Joint 69th Annual Southeastern / 55th Annual Northeastern Section Meeting - 2020

Paper No. 60-6
Presentation Time: 8:00 AM-12:00 PM

APATITE AS A HALOGEN TRACER IN THE MIGMATITE-GRANITE COMPLEX OF SOUTHERN MAINE


RAPPLEYE, Sarah1, TOMASCAK, Paul1, NACHLAS, William O.2 and SOLAR, Gary S.3, (1)SUNY Oswego, Oswego, NY 13126, (2)Department of Earth Sciences, Syracuse University, 204 Heroy Geology Laboratory, Syracuse, NY 13244, (3)Department of Earth Sciences, SUNY Buffalo State, 1300 Elmwood Avenue, Buffalo, NY 14222

Apatite is a minor mineral that plays a major role in fluorine and chlorine cycling in granitic systems. The concentrations of halogens in apatite reflect halogen content of evolving magmatic systems, so apatite may be used as a tracer. This study uses apatite to examine halogen fractionation during the penecontemporaneous parts of the crustal melting process. We use a well-studied sample from a suite of migmatites from southern Maine for this investigation. Migmatites are witness to some part of the melting process, and so understanding their chemical compositions helps us reconstruct the generation, segregation, and transport of crustal magmas.

We analyzed apatite in situ with wavelength dispersive electron probe microanalysis using a Cameca SX5. This study concentrates on apatite from two distinct parts of a single sample from the Devonian migmatite-granite complex, taken in Cumberland, Maine.
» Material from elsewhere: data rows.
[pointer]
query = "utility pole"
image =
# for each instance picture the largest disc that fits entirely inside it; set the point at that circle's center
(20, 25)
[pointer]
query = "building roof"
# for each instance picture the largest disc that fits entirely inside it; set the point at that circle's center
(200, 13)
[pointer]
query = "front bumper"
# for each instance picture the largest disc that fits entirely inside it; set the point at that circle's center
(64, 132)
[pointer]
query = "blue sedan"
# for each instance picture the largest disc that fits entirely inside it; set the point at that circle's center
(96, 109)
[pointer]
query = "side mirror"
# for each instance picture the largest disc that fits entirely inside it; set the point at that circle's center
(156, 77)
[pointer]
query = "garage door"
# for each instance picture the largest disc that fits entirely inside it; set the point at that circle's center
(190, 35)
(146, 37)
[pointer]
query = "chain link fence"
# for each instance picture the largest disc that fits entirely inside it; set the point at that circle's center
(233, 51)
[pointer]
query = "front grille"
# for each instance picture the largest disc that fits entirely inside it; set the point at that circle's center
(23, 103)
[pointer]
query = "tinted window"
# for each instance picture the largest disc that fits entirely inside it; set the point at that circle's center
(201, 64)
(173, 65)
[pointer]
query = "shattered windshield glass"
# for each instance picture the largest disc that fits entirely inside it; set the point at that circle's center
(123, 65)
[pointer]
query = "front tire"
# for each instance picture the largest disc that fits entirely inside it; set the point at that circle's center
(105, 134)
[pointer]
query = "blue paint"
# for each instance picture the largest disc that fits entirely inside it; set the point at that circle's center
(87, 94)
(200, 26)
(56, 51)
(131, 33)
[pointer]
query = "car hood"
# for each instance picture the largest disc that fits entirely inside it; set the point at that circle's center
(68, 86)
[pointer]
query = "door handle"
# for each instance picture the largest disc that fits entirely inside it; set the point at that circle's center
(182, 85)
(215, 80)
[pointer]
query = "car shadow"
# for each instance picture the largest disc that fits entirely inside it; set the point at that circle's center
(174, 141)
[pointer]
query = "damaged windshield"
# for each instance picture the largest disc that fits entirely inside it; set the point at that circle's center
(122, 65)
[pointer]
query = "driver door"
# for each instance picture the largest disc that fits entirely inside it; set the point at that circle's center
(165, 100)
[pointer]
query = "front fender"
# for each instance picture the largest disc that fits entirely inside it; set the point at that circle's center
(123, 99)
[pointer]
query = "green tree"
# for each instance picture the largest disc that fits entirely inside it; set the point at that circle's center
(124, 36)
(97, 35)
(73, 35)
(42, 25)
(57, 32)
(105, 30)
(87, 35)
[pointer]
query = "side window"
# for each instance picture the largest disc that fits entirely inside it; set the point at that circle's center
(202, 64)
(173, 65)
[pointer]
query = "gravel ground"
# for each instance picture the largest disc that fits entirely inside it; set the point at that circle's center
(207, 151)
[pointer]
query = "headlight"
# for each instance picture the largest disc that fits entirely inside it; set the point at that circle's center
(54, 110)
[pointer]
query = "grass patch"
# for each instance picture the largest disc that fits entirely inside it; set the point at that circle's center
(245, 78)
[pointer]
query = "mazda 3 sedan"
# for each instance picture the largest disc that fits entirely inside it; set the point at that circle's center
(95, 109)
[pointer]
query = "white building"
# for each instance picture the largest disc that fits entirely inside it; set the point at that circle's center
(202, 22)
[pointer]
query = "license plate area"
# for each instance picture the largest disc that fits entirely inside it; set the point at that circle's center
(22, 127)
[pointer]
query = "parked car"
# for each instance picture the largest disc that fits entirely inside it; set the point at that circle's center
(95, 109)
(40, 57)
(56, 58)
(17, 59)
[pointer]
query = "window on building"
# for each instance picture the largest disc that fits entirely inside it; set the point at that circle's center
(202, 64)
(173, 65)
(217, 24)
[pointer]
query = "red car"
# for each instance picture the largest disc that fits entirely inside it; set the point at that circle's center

In the migmatite we identify a leucosome dominated by igneous-texture feldspar and quartz and more gneissose mesosomes, enriched in biotite and muscovite. Previous bulk chemical analysis of the two parts of these migmatite samples suggest that the leucosome represents the early-crystallized feldspar that clogged a thermally decaying melt escape network.

Apatite grains from both parts of the migmatite range from euhedral to subhedral, slightly elongate with diameters ranging from 0.04-0.25 mm. In some samples they occur as clusters of crystals. Multiple apatite grains (total of 115 spot analyses) from the leucosome yield ranges of F and Cl of 3.03-4.98 wt. % (avg. = 3.93 wt. %) and 0.057-0.28 wt. % (avg. = 0.17 wt. %), respectively. Fluorine and Cl concentrations of multiple grains (279 spots) from the mesosome were 3.05-4.93 wt. % (avg. = 4.01 wt. %) and 0.004-0.067 wt. % (avg. = 0.027 wt. %) respectively. The average F/Cl for grains from the leucosome is 28 whereas mesosome grains average 209, similar to the mean value for apatite from two-mica granite from this area (c. 331), which are similarly Cl-poor. The difference in ratios between leucosome and mesosome suggests a variation in melt composition at the different stages of melting and melt segregation in this rock.